美季は空になったボトルを捨て、ワイングラスを洗っている。

「こちらこそ!一緒にクリスマスとか久しぶりだったねー。ハルカが当ててきたチーズのおかげで、ワインがめちゃくちゃ美味しく飲めました。……そういえば、カエは福引き何か当たったの?」


楓と遥は待ってましたと言わんばかりに顔を合わせると、楓はバッグに隠していた白い封筒を出した。

封筒には『温泉ペア宿泊券』と筆で書かれている。


「それ当てたの!?」

美季の酔いは一気に覚めたようだった。

「カエデすごいよね!特賞だよ。本当は一等のゲーム機狙いだったんだけどさ、まさかその上引き当てるとか、俺の方がビックリしたよ!」


「父さんと行く?」

楓が美季に尋ねるが、美季は眉間に皺を寄せて唸っている。

「年末はパパの実家に行かなくちゃいけないのよー。義兄さんが足ケガしちゃったから、いろいろとお手伝いにね。そうだ!…冬休みだし、ハルと二人で行ってきたら?温泉!」

リビングで片付けをしている理咲も声をかける。

「ええ、ハルカ羨ましい!最高の冬休みじゃん!」


楓と遥はどんどん進む話に目をキョロキョロさせながら、心臓の高鳴りを抑えようとしていた。

(ハルカと二人で温泉?しかも泊まり?)


遥を見ると手に持っていたトナカイのカチューシャが、ぽとりと床に落ち明らかに動揺しているのが分かった。

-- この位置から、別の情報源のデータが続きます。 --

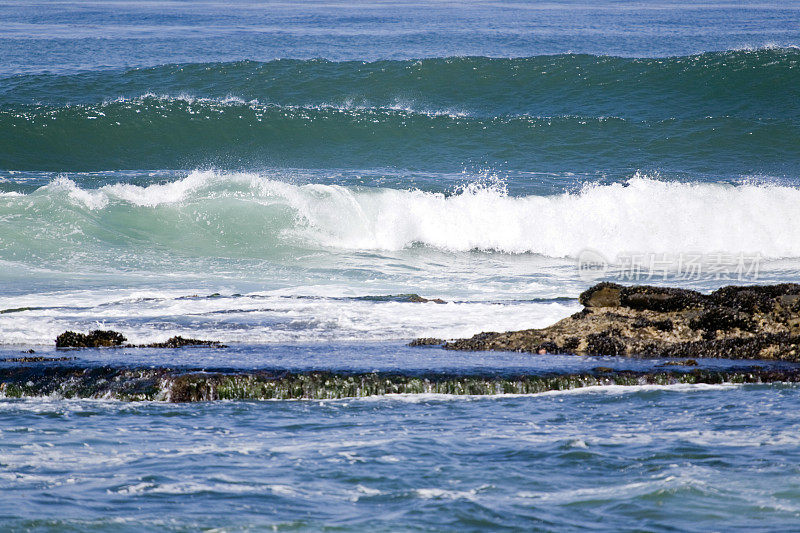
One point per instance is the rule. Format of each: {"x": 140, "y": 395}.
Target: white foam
{"x": 641, "y": 216}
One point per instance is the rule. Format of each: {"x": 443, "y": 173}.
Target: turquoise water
{"x": 284, "y": 177}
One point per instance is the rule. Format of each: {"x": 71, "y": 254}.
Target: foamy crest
{"x": 642, "y": 215}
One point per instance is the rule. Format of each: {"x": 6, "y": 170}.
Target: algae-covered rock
{"x": 94, "y": 339}
{"x": 109, "y": 338}
{"x": 751, "y": 322}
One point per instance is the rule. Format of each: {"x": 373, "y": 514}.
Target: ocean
{"x": 316, "y": 184}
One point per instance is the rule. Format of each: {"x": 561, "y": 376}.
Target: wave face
{"x": 250, "y": 215}
{"x": 732, "y": 112}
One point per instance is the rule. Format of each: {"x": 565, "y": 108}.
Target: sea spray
{"x": 251, "y": 214}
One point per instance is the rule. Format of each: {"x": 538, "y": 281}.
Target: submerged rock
{"x": 165, "y": 384}
{"x": 94, "y": 339}
{"x": 109, "y": 338}
{"x": 751, "y": 322}
{"x": 426, "y": 341}
{"x": 180, "y": 342}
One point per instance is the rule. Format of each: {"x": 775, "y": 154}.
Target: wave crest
{"x": 249, "y": 211}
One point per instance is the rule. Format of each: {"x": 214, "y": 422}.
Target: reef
{"x": 175, "y": 385}
{"x": 734, "y": 322}
{"x": 110, "y": 338}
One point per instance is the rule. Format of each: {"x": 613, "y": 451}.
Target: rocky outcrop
{"x": 737, "y": 322}
{"x": 172, "y": 385}
{"x": 94, "y": 339}
{"x": 110, "y": 338}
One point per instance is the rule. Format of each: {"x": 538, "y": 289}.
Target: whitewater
{"x": 314, "y": 185}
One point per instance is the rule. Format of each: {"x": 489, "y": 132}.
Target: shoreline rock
{"x": 193, "y": 385}
{"x": 114, "y": 339}
{"x": 734, "y": 322}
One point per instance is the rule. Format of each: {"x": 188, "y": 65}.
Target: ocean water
{"x": 285, "y": 177}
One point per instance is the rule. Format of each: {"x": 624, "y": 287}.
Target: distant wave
{"x": 247, "y": 212}
{"x": 185, "y": 132}
{"x": 736, "y": 112}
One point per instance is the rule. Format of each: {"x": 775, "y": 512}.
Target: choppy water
{"x": 652, "y": 458}
{"x": 284, "y": 177}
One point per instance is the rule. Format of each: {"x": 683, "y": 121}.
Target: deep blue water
{"x": 283, "y": 176}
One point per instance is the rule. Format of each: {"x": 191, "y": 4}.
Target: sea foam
{"x": 641, "y": 215}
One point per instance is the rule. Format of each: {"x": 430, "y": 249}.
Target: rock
{"x": 602, "y": 295}
{"x": 36, "y": 359}
{"x": 180, "y": 342}
{"x": 416, "y": 298}
{"x": 687, "y": 362}
{"x": 110, "y": 338}
{"x": 426, "y": 341}
{"x": 94, "y": 339}
{"x": 750, "y": 322}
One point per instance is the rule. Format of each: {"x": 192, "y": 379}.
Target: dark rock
{"x": 38, "y": 359}
{"x": 757, "y": 322}
{"x": 602, "y": 295}
{"x": 426, "y": 341}
{"x": 94, "y": 339}
{"x": 416, "y": 298}
{"x": 687, "y": 362}
{"x": 721, "y": 318}
{"x": 661, "y": 299}
{"x": 180, "y": 342}
{"x": 604, "y": 343}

硬直したように動かないでいる遥の肩を小さく揺らした。


「ハルカ?大丈夫?…どうする、行く?」

「はい!…い、行きます!」


「あはは、何それ!急にかしこまっちゃってー。」

理咲がテーブルを拭きながら笑った。

「お土産よろしく~!」

美季は食器を拭きながら、上機嫌に鼻歌を歌っている。


「また明日、計画立てよう。」

「うん!カエデんち行くね。」

「そうだ、宿題持ってきて一緒にやろう。」

「うっ。楽しみの前には地獄があった。」

たちまち遥の顔は歪んでしまう。しかし、今回は楓と二人で宿題が出来ると思うと、遥は心の中で飛び跳ねて喜んだ。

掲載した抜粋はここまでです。